Kitchener by John Pollock

Constable, 2001, 598pp., £20. 

ISBN 0 09 480340 4 

Earl Kitchener of Khartoum remains a source of fascination for historians and biographers.

The archetypal Imperial warrior, he presided over the British war effort in the early years of the Great War. By adopting methods of total war, planning for a long conflict and raising a mass army of volunteers, Kitchener pursued a policy, which weakened British power and hastened the end of the Empire he served for so long. His decision was undoubtedly the right one, the only possible response to the threat posed by Germany, but it does not lessen the irony.

John Pollock has previously published a book on Kitchener's imperial years. Now he finishes the story, the earlier book being included in this volume to form a complete 'life'. Mr Pollock is clearly an admirer of 'K of K', and the tenor of his Kitchener is very different to those of many debunking biographies of recent years.
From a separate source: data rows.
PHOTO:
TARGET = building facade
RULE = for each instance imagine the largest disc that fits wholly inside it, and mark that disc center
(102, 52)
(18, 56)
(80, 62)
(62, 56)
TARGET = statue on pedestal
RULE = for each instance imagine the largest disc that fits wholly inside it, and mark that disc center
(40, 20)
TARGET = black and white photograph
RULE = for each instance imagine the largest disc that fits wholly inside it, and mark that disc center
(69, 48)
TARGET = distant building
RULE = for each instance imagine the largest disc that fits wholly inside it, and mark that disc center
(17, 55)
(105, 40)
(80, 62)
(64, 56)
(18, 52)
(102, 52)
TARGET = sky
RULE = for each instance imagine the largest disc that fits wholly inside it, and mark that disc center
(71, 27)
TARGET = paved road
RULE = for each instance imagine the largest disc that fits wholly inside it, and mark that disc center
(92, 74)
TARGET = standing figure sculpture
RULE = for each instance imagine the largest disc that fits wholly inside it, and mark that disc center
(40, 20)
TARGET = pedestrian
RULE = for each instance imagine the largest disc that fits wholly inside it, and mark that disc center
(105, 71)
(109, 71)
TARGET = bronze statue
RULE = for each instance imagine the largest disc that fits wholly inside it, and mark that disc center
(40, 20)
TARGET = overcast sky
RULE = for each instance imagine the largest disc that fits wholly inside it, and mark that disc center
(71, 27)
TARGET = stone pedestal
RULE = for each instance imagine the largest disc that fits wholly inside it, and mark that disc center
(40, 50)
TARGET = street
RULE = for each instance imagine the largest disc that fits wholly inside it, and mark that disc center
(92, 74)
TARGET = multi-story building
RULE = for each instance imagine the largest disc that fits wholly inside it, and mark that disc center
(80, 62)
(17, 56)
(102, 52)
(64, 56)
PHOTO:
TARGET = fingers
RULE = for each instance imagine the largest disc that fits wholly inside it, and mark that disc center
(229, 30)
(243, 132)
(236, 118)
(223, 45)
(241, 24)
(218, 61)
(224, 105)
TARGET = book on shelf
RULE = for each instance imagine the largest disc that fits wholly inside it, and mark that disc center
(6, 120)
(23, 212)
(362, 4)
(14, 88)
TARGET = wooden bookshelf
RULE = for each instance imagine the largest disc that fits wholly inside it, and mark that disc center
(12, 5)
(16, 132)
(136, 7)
Kitchener was far more than a great poster (as Margot Asquith described him), and Mr Pollock scores a direct hit with his insistence that Kitchener's role in recognising that the war had to be waged as a total conflict was of vital importance. But overall, Mr Pollock's picture of his subject as a Great Man seems a little overdone. Although a total warrior, when he set off in HMS Hampshire on his fatal last journey, Kitchener was already an anachronism in a war effort gearing up for the Somme. The genuine grief at his death felt by the masses was mingled with sighs of relief among the elite. 

Kitchener is a good read, and a useful addition to Great War literature, although there are some surprising omissions from his bibliography, notably David French's work on British strategy. It can usefully be read alongside previous works on Kitchener's role in the Great War, notably George H Cassar's 1977 study Kitchener: Architect of Victory but it does not replace them.